We are unable to provide context for the results observed in our study versus other similar studies, since there is a paucity of published data from studies assessing the effects of different analgesic regimens in patients undergoing ileostomy closure/reversal. To our knowledge, there is only one other published comparative study in this surgical setting – a retrospective study reported by Amlong et al,27 which evaluated the analgesic efficacy of transversus abdominis plane block with bupivacaine HCl or ropivacaine (n = 31) versus no transversus abdominis plane block (n = 38); postoperative analgesics were administered to patients in both groups at the discretion of the attending medical teams. In that study, the mean postoperative opioid requirements were significantly lower in the transversus abdominis plane block group during the first 24 hours after surgery (60 mg) compared with the control group (104 mg, P = 0.01), although the average length of hospital stay was not statistically different between groups (5.8 days versus 4.6 days, respectively; P = 0.828).
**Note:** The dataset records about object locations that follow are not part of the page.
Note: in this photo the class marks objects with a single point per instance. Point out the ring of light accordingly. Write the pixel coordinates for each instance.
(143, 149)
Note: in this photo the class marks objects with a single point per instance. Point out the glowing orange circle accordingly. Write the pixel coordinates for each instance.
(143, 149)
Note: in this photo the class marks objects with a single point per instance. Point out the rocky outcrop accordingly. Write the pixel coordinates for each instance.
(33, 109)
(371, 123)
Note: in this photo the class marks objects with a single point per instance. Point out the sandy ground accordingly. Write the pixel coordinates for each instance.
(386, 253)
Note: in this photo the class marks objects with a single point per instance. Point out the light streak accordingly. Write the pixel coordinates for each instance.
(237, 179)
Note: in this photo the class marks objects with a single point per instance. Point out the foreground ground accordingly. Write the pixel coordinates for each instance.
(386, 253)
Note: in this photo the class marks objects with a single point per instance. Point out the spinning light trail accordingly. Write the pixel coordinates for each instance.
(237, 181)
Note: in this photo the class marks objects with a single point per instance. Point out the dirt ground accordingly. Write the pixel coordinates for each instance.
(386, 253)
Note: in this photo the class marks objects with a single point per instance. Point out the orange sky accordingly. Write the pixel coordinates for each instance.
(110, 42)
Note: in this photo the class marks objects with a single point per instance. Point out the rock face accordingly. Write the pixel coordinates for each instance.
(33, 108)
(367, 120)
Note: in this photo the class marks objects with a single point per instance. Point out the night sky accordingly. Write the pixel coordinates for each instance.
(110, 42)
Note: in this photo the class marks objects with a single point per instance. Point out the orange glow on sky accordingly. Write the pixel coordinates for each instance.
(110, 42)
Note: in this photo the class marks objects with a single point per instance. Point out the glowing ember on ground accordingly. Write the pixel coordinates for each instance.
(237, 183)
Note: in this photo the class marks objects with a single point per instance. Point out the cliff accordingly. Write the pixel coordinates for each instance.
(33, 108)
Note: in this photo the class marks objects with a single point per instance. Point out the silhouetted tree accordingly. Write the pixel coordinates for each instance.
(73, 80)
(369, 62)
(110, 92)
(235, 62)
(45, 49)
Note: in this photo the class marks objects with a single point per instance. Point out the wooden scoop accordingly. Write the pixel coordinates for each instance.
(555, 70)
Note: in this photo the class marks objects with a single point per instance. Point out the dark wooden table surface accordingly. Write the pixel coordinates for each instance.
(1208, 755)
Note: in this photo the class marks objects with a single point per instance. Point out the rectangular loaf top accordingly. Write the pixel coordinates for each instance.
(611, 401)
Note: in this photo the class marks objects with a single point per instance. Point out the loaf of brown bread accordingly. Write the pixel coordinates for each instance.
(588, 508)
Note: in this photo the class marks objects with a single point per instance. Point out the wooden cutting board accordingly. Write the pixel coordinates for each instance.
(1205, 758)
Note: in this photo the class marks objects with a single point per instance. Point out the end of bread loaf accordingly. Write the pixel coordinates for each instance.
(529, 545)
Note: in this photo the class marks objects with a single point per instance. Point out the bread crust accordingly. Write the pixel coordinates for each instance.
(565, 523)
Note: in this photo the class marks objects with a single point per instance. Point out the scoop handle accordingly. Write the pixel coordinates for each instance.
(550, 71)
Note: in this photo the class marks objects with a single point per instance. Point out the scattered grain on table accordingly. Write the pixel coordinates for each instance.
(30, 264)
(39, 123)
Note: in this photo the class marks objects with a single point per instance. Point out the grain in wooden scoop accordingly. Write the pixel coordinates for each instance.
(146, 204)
Regarding observed wound-related adverse events in this study, there were no incidences of incisional site drainage, edema, erythema, or pain reported after surgery in the liposome bupivacaine-based multimodal analgesia group. These results were not unexpected, given the previously reported data from ten clinical studies of 823 liposome bupivacaine-treated patients with no negative impact on wound healing observed with this compound.28

Study limitations included the open-label design, as well as the use of sequential cohorts in lieu of randomization, which might have introduced possible temporally-driven variation between study groups and/or bias by the investigators. In addition, the study was not sufficiently powered to demonstrate statistically significant between-group differences in secondary efficacy outcomes and incidences of ORAEs, or across patient subgroups stratified by age, gender, race, or comorbidities. Finally, although the design of the study may confound attribution of treatment effects to any one of the specific analgesics used in the multimodal analgesia group, the liposome bupivacaine-based multimodal regimen nonetheless resulted in statistically significant and clinically meaningful reductions in opioid consumption, shorter LOS, and lower inpatient costs than an IV opioid-based analgesic regimen.